Arme, geplagte Norma! Einen Arbeitsplatz nach dem anderen verliert sie, gegen ihre Dauerübelkeit muss sie Medikamente nehmen, mit starken Beruhigungsmitteln versucht sie sich einigermaßen auf seelischer Normaltemperatur zu halten und nimmt zudem Zuflucht zu alkoholischen Getränken. Einzig ihre Mutter, die auf Normas Ernährung achtet und sie mit Nahrungsergänzungsmitteln füttert (was wiederum mit der Qualitätssteigerung ihrer Haare zu tun hat), gibt ihr Halt.

Wenn die Heldin Bedrohliches wahrnimmt, kringelt ihr Schopf unter dem Turban heraus

Doch dann springt Anita, die zuletzt doch so heiter und optimistisch gestimmt war, am Morgen nach einer Thailand-Reise vor die U-Bahn - Norma durchstöbert ihre Recherchen und Aufzeichnungen und findet heraus, dass der Lambert-Clan seine Hände im Spiel hatte. Schritt für Schritt deckt sie nicht nur ihre eigene Familiengeschichte sowie die Geschichte von Anitas angeblich verrückt gewordener bester Freundin Helena auf (die wiederum die erste Ehefrau des Gangsters Lambert war, Mutter von Alvar und Marion). Sie stößt auch noch darauf, dass Anita Normas Haare als angeblich ukrainisches Extension-Material in "Virgin Remy"-Qualität an "Haarzauber" verkauft und sich so für die Lamberts unentbehrlich gemacht hat. Bis sie sich zusammen mit Marion hinter dem Rücken des Clans auf eigene Großverdienerfüße zu stellen versuchte und vor die U-Bahn fiel.

Wer noch nichts von Elizabeth Siddal, dem durch ultralang und üppig herabfließendes kupferrotes Haar hervorstechenden Lieblingsmodell der Präraffaeliten gehört hat, kann hier alles über sie, ihren extremen Haarwuchs, ihr tragisches Ende und das legendäre Weiterwachsen ihrer Haare noch im Sarg erfahren - ein Stück Schauerromantik, das Sofi Oksanen bis in die Gegenwart hinein fortschreibt: Elizabeth Siddal nämlich "war eine wie Norma gewesen", verdammt zu einem Dasein zwischen Freak und Muse, genauso wie Normas Urgroßmutter.

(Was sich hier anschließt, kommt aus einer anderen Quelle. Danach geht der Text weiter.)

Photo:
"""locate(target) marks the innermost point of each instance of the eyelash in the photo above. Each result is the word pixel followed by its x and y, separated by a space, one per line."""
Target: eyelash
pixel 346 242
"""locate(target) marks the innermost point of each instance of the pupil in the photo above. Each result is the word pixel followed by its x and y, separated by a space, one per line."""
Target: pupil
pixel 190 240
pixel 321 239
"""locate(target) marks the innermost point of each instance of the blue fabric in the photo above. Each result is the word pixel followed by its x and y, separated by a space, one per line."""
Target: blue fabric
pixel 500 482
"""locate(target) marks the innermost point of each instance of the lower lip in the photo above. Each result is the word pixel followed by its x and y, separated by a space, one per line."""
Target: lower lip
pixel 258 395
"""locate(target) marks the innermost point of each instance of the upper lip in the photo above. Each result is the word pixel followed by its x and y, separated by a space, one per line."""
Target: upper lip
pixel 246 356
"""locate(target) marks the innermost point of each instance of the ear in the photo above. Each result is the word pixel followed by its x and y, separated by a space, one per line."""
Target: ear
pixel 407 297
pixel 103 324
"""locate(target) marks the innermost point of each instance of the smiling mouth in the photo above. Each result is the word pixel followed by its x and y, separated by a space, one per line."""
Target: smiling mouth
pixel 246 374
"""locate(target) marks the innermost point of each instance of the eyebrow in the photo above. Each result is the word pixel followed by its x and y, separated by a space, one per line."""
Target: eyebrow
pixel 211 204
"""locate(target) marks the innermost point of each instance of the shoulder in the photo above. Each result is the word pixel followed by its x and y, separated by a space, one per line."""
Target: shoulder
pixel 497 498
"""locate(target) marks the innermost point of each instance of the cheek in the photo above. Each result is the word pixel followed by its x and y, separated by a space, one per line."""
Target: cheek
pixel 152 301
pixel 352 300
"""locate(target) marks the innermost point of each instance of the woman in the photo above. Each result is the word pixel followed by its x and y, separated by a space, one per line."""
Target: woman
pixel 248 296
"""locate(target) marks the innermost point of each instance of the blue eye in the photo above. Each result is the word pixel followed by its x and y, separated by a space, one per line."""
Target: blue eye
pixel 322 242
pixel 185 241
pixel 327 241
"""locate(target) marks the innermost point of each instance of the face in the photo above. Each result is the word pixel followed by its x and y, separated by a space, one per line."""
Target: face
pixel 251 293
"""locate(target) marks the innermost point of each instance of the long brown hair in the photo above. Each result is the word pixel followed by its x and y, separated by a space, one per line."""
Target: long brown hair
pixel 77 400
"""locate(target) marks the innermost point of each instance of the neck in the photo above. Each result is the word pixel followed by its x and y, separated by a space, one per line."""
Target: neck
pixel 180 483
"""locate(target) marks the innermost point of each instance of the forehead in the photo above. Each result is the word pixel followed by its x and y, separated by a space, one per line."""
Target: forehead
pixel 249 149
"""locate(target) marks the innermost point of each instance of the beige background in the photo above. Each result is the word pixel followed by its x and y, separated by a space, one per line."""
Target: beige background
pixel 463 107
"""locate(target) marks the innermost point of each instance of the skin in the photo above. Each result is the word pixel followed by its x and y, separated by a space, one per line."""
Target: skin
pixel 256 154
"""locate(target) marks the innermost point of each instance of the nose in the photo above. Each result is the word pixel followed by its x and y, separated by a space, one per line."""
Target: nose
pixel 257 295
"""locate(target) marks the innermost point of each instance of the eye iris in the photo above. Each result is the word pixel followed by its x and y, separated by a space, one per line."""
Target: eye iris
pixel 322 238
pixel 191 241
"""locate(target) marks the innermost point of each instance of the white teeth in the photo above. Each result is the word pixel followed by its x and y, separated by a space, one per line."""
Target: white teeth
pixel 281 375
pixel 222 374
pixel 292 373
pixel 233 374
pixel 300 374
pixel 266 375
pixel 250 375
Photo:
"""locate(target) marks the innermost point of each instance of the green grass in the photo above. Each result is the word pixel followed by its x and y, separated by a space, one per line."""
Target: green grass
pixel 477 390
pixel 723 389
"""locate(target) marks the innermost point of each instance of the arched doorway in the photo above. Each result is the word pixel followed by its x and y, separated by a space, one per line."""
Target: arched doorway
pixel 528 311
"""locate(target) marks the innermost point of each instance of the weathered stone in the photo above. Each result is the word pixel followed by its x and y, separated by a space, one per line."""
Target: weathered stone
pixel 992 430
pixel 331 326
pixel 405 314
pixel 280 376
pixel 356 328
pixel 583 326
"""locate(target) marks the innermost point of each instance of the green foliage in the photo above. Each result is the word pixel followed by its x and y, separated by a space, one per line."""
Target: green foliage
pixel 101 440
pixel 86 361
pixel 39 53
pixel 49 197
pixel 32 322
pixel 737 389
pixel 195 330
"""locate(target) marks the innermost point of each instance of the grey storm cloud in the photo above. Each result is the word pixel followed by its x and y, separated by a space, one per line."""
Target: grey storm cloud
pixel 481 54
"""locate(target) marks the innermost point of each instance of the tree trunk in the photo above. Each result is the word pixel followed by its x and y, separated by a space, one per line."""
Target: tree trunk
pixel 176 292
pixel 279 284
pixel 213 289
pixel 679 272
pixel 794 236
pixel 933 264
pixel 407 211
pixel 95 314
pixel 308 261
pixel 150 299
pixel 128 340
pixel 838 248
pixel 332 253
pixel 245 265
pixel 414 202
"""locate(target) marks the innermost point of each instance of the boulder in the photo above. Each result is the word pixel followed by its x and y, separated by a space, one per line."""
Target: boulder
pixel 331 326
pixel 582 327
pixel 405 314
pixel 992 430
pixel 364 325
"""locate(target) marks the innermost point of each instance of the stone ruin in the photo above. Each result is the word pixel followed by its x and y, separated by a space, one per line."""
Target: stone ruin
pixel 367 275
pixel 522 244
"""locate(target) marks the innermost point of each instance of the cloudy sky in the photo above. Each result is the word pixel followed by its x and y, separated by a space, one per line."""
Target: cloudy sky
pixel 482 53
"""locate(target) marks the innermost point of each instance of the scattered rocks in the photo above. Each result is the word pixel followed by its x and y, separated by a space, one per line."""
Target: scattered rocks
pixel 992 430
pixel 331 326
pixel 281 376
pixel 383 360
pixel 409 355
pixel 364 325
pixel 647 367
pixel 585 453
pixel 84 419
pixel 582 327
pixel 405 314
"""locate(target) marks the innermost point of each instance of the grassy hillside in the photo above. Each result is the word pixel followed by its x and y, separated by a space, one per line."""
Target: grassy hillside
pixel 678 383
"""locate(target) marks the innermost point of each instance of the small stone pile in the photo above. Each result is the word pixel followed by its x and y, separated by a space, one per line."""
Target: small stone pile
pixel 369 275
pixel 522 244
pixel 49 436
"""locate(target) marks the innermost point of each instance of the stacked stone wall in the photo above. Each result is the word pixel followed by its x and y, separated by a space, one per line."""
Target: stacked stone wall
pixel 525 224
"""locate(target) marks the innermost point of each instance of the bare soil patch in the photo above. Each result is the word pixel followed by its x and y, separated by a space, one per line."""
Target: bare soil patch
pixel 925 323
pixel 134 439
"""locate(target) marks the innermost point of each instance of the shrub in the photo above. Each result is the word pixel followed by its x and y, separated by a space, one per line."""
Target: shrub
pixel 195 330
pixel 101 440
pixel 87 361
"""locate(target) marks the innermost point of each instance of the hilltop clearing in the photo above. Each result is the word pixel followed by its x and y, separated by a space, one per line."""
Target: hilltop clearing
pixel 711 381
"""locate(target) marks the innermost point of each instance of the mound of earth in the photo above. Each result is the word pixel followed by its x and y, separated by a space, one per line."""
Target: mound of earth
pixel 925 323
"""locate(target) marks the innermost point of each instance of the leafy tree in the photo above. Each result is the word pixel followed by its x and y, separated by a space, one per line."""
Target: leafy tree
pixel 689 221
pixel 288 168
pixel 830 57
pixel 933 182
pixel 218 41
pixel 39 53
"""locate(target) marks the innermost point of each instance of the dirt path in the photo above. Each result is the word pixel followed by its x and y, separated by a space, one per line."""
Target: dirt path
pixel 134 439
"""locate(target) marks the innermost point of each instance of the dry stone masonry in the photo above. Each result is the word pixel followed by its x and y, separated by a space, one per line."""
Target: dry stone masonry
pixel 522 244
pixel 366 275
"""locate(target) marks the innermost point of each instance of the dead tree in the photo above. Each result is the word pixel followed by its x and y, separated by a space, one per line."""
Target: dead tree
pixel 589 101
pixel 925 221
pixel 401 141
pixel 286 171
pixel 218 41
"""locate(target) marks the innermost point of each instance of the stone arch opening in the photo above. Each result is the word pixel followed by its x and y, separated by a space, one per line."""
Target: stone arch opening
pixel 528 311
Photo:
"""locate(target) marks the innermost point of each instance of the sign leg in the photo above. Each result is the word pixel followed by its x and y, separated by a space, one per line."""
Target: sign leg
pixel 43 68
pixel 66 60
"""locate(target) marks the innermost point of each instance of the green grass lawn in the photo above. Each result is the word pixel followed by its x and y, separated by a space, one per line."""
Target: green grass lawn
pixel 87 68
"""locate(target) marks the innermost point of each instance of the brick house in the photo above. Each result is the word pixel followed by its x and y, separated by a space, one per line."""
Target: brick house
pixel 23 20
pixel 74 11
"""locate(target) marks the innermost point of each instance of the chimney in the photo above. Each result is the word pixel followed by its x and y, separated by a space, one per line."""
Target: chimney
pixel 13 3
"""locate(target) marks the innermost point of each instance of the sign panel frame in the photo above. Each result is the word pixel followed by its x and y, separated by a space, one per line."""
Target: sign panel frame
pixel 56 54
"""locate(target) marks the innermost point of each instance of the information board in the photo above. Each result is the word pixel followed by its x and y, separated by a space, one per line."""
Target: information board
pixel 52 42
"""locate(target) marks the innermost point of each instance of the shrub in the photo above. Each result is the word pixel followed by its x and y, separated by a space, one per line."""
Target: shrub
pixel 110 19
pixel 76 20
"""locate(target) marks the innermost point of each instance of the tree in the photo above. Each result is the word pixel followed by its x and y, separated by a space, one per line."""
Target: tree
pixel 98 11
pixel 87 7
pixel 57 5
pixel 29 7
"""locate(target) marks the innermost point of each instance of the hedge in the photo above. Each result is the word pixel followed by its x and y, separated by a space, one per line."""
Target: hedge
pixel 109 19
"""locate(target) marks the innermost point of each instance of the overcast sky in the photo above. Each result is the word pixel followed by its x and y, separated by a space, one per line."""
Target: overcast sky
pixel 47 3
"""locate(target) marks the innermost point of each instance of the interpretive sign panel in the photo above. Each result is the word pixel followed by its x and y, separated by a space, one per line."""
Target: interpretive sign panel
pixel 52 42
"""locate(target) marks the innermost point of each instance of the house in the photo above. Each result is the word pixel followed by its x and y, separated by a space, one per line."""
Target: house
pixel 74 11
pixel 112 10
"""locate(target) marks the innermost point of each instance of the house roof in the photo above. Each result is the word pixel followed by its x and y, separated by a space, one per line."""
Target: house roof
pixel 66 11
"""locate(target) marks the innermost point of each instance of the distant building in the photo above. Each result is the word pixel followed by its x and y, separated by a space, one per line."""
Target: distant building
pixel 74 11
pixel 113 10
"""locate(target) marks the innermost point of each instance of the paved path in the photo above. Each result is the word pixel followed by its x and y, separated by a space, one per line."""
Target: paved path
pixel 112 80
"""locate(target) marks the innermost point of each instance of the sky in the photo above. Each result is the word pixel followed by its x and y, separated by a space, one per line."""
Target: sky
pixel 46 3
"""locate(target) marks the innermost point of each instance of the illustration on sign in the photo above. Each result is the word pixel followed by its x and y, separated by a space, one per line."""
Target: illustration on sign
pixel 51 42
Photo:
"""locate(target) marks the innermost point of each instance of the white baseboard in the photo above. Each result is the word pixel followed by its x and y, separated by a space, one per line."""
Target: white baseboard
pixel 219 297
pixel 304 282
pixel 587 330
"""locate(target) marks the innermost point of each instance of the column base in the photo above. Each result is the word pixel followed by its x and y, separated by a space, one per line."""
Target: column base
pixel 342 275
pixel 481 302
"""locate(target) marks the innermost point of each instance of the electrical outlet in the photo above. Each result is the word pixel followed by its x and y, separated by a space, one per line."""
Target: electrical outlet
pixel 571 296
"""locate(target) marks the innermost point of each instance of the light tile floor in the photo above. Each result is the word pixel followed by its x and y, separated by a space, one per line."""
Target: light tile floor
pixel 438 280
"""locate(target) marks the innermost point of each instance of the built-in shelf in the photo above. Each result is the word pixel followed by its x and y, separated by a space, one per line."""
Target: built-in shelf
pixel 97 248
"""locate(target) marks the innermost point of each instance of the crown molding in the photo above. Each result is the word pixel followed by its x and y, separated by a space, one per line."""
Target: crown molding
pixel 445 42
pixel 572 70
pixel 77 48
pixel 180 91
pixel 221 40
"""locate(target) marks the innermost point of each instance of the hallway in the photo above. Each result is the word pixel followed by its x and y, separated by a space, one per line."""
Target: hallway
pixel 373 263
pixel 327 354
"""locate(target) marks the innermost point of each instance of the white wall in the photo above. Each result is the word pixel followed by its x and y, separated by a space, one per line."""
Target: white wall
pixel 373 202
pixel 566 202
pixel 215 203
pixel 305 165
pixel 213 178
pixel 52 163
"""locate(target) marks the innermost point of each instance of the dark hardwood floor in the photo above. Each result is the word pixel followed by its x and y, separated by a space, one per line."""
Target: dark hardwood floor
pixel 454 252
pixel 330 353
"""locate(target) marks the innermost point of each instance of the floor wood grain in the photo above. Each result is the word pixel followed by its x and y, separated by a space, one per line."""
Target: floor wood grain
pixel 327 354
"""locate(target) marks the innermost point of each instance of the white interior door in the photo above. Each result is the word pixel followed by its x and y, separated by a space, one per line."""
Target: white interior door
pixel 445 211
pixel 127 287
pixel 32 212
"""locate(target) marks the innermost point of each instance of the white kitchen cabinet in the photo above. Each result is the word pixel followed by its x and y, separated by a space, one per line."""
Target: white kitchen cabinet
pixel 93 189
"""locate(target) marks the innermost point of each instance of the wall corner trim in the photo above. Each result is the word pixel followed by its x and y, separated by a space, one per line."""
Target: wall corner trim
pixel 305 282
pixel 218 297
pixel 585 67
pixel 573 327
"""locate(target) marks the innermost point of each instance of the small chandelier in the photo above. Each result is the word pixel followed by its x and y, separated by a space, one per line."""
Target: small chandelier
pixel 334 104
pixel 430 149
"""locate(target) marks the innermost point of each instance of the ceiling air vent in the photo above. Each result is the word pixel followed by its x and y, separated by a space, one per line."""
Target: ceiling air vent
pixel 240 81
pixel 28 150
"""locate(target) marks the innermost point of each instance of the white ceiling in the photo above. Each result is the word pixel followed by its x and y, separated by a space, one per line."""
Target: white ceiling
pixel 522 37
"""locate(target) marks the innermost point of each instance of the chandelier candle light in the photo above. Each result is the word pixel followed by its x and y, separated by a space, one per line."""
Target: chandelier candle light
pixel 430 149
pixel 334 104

Haare und vermietete Gebärmütter, Mord und Totschlag allerorten und schließlich Normas Liebe zu Alvar, der sich als neuer Obergangster etabliert: Einigermaßen haarsträubend ist das alles. Und doch liest man es, kopfschüttelnd und doch auf die nächste schockierende Wendung gespannt, mühelos bis zum Ende. Das liegt zweifellos an der entspannten Übersetzung von Stefan Moster. Ebenso aber daran, dass Sofi Oksanen selbst einen komplett abgedrehten Stoff mit Grusel-Extensions aller Art gut erzählen kann.